Travail sur appel
Le travail sur appel désigne un rapport de travail dans lequel l'employeur fait appel au salarié selon les besoins, sans garantir un horaire fixe ni un volume d'heures minimal. Ce mode de travail, fréquent dans la restauration, la santé, l'hôtellerie et le commerce de détail, est admis en droit suisse mais encadré.
Cadre juridique et types de contrats
Le droit suisse ne définit pas le travail sur appel dans une disposition spécifique du Code des obligations : il est traité par la jurisprudence et les dispositions générales du contrat de travail. En pratique, deux formes coexistent :
- Travail sur appel pur : aucune heure n'est garantie. Le salarié peut refuser les appels sans conséquence contractuelle, mais l'employeur peut en principe mettre fin à la relation si les refus sont trop fréquents.
- Travail sur appel avec minimum garanti : le contrat prévoit un plancher d'heures mensuel. En dessous, l'employeur doit quand même le salaire correspondant.

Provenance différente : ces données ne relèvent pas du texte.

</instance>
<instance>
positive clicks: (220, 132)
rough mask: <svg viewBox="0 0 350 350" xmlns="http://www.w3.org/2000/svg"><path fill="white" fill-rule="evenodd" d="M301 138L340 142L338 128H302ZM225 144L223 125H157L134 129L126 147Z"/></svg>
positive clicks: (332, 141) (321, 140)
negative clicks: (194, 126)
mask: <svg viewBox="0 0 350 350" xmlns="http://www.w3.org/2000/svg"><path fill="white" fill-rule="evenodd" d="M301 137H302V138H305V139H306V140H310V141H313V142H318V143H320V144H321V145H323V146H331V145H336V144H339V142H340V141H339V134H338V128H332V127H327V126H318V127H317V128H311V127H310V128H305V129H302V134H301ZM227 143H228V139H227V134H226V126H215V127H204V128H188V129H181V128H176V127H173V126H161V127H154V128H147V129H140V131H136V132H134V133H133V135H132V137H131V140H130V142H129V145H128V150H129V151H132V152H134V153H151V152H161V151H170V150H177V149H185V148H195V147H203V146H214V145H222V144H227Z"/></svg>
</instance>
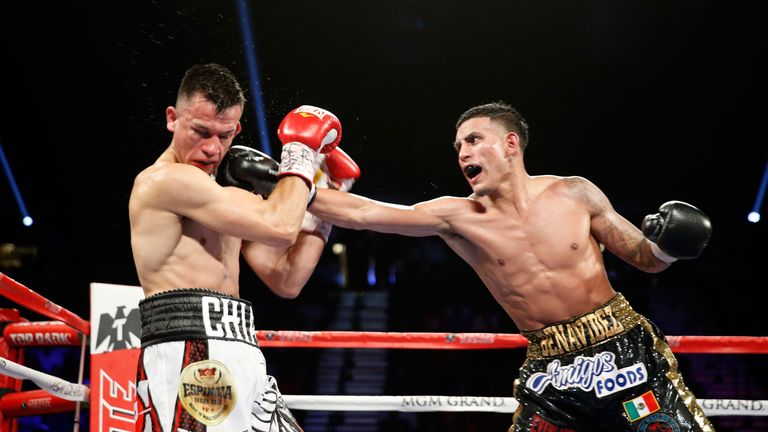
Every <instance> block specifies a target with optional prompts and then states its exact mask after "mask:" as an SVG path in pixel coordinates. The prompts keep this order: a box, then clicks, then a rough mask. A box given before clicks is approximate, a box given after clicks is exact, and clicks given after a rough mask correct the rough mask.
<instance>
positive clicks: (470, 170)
mask: <svg viewBox="0 0 768 432" xmlns="http://www.w3.org/2000/svg"><path fill="white" fill-rule="evenodd" d="M481 171H483V169H482V168H480V166H479V165H467V166H465V167H464V175H466V176H467V178H469V179H470V180H472V179H473V178H475V177H477V176H478V175H479V174H480V172H481Z"/></svg>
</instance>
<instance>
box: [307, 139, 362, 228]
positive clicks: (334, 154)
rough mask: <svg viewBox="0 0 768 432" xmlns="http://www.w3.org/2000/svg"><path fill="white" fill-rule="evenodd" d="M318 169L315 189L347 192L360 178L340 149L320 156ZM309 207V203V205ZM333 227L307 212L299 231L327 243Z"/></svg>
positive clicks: (332, 225) (318, 158) (332, 226)
mask: <svg viewBox="0 0 768 432" xmlns="http://www.w3.org/2000/svg"><path fill="white" fill-rule="evenodd" d="M318 160H319V161H320V168H319V170H318V171H317V174H316V175H315V185H316V187H317V188H321V189H322V188H328V189H336V190H340V191H342V192H347V191H349V190H350V189H351V188H352V185H353V184H354V183H355V180H357V179H358V178H359V177H360V167H358V166H357V163H355V161H354V160H352V158H351V157H349V155H347V154H346V153H345V152H344V151H343V150H341V148H340V147H336V148H334V149H333V150H332V151H330V152H329V153H328V154H322V155H320V157H319V158H318ZM310 205H311V203H310ZM332 227H333V225H331V224H330V223H328V222H326V221H324V220H322V219H320V218H319V217H317V216H315V215H313V214H312V213H310V212H309V211H307V212H306V213H304V220H303V221H302V223H301V230H302V231H304V232H312V233H316V234H318V235H319V236H320V237H322V238H323V240H324V241H325V242H326V243H327V242H328V237H329V236H330V234H331V228H332Z"/></svg>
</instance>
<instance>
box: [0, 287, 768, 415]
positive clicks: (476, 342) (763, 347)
mask: <svg viewBox="0 0 768 432" xmlns="http://www.w3.org/2000/svg"><path fill="white" fill-rule="evenodd" d="M0 294H2V295H3V296H4V297H6V298H8V299H10V300H12V301H14V302H16V303H18V304H19V305H21V306H24V307H27V308H29V309H31V310H33V311H35V312H38V313H40V314H42V315H44V316H47V317H49V318H52V319H55V320H56V321H40V322H11V323H8V324H7V325H6V326H5V328H4V329H3V333H2V338H3V340H4V341H5V342H6V344H7V345H8V347H9V348H12V349H24V348H28V347H32V346H78V345H80V346H81V364H80V371H79V377H78V381H79V382H78V383H68V382H66V381H64V380H61V379H59V378H57V377H54V376H51V375H47V374H44V373H42V372H39V371H35V370H33V369H30V368H28V367H25V366H23V365H21V364H18V363H16V362H14V361H12V360H11V359H7V358H4V357H2V356H0V374H3V375H7V376H10V377H13V378H16V379H21V380H24V379H26V380H30V381H32V382H34V383H35V384H37V385H38V386H39V387H40V388H41V389H42V390H33V391H18V392H15V393H7V394H5V395H2V396H1V397H0V416H5V417H17V416H24V415H38V414H51V413H56V412H66V411H73V410H74V411H76V413H77V414H79V407H80V403H81V402H88V396H89V393H90V389H89V387H88V386H86V385H83V384H82V374H83V362H84V356H85V343H86V340H87V339H88V335H89V334H90V330H91V329H90V323H89V322H88V321H86V320H83V319H82V318H80V317H78V316H77V315H75V314H74V313H72V312H70V311H68V310H66V309H64V308H62V307H61V306H58V305H56V304H55V303H53V302H51V301H50V300H47V299H45V298H44V297H42V296H40V295H39V294H37V293H35V292H34V291H32V290H30V289H28V288H27V287H25V286H23V285H22V284H20V283H18V282H16V281H14V280H13V279H11V278H9V277H7V276H5V275H4V274H2V273H0ZM257 337H258V339H259V341H260V345H261V346H262V347H264V348H270V347H275V348H387V349H449V350H451V349H453V350H455V349H513V348H515V349H516V348H525V347H526V346H527V340H526V339H525V338H524V337H523V336H522V335H519V334H502V333H419V332H356V331H285V330H283V331H276V330H259V331H257ZM667 340H668V342H669V345H670V347H671V348H672V351H673V352H676V353H707V354H766V353H768V337H756V336H667ZM284 398H285V401H286V403H287V405H288V406H289V407H290V408H291V409H296V410H322V411H408V412H434V411H480V412H498V413H511V412H514V410H515V409H516V408H517V401H516V400H515V399H514V398H506V397H487V396H440V395H404V396H360V395H354V396H345V395H284ZM699 404H700V405H701V406H702V408H703V409H704V412H705V413H706V414H707V415H709V416H718V415H744V416H768V400H741V399H699ZM20 406H24V409H20ZM78 422H79V420H78V419H77V418H76V419H75V430H78V429H77V427H78Z"/></svg>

Droit au salaire en cas de convocation annulée
Si l'employeur a convoqué le salarié et annule la mission au dernier moment, le salarié a droit au salaire pour les heures prévues (CO 324, risque d'exploitation dévolu à l'employeur). La durée de prévenance raisonnable n'est pas fixée par la loi mais la pratique judiciaire admet généralement que toute annulation intervenant moins de 24 à 48 heures avant la prestation engage l'employeur à rémunérer le travailleur.
En revanche, si le salarié refuse une convocation sans motif valable, il perd simplement le salaire correspondant : il n'y a pas de faute sauf si le refus répété constitue une violation des obligations contractuelles.
Cotisations sociales et droits associés
Les travailleurs sur appel sont soumis aux mêmes cotisations sociales que les salariés ordinaires : AVS, AC et LPP s'appliquent dès les premiers francs pour l'AVS, et au-delà du seuil d'entrée LPP (21,510 CHF annuels en 2026) pour la prévoyance professionnelle. Les petits engagements irréguliers peuvent rester sous le seuil LPP et nécessitent une attention particulière lors de l'accumulation de plusieurs employeurs.
Le salarié sur appel bénéficie également des droits aux vacances (au minimum 4 semaines par an en proportion des heures effectuées), à la protection contre le licenciement en cas de maladie, et à l'assurance accidents LAA dès le premier jour de travail si l'employeur est assujetti à la SUVA.